The Attorney said the report shows there are many ways to protect and promote human rights, including via enhanced parliamentary scrutiny.
The Law Council of Australia applauded the report, and the extensive consultation that has taken place around it.
Law Council president John Corcoran said today he welcomes the report's recommendations reflecting elements of a Human Rights Act, including Compatibility Statements for draft legislation as well as Human Rights Action Plans and annual reporting on their implementation by government departments.
But Corcoran urged the government to address human rights protection through legislation, so that it is no longer the only western democracy without one.
"The Law Council strongly supports a Human Rights Act and will examine the report in greater detail in the coming weeks to make further submissions to Government to achieve this result," he said.
"A Human Rights Act would provide the best benchmark for the assessment of the human rights of all Australians and the best means of protecting them," Corcoran said.
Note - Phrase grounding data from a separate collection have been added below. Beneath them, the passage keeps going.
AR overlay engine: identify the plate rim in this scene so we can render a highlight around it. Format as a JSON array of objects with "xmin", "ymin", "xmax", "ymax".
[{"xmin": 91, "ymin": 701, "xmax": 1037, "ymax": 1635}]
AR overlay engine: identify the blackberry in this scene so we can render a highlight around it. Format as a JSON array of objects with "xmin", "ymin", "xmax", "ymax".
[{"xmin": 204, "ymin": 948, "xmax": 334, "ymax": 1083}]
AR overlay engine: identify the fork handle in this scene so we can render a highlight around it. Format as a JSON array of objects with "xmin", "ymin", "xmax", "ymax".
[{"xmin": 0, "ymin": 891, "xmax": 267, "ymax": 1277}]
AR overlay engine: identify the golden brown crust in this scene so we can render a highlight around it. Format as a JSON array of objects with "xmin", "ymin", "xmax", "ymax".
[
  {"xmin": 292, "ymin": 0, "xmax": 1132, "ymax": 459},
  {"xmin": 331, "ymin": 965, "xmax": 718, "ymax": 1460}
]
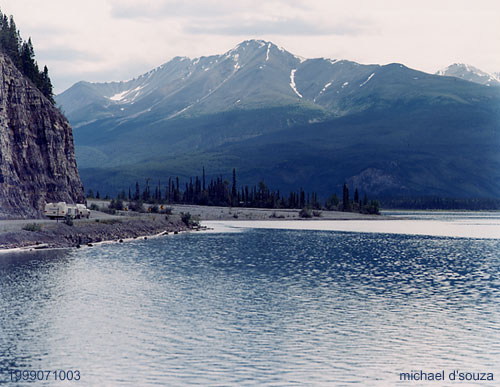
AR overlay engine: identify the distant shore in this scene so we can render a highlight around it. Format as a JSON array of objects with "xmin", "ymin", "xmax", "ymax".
[
  {"xmin": 0, "ymin": 203, "xmax": 388, "ymax": 252},
  {"xmin": 165, "ymin": 203, "xmax": 390, "ymax": 221}
]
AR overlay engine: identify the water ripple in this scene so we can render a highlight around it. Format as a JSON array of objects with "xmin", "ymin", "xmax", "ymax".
[{"xmin": 1, "ymin": 227, "xmax": 499, "ymax": 385}]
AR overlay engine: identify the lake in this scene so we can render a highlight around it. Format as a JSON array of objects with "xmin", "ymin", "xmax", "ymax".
[{"xmin": 1, "ymin": 212, "xmax": 499, "ymax": 386}]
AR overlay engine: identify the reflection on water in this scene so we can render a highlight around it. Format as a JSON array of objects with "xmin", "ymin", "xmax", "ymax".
[
  {"xmin": 1, "ymin": 219, "xmax": 499, "ymax": 385},
  {"xmin": 203, "ymin": 211, "xmax": 500, "ymax": 239}
]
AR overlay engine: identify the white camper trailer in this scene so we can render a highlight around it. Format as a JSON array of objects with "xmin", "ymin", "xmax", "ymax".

The Attorney today said the debate is not about "whether we protect human rights, its about how we protect and promote human rights". He said there are strong views held on the merits or otherwise of a Human Rights Act.
The Committee conducted the most extensive consultation on human rights issues in Australia’s history, and it received more than 35,000 submissions and conducting over 65 community roundtables and public hearings across more than 50 urban, regional and remote locations.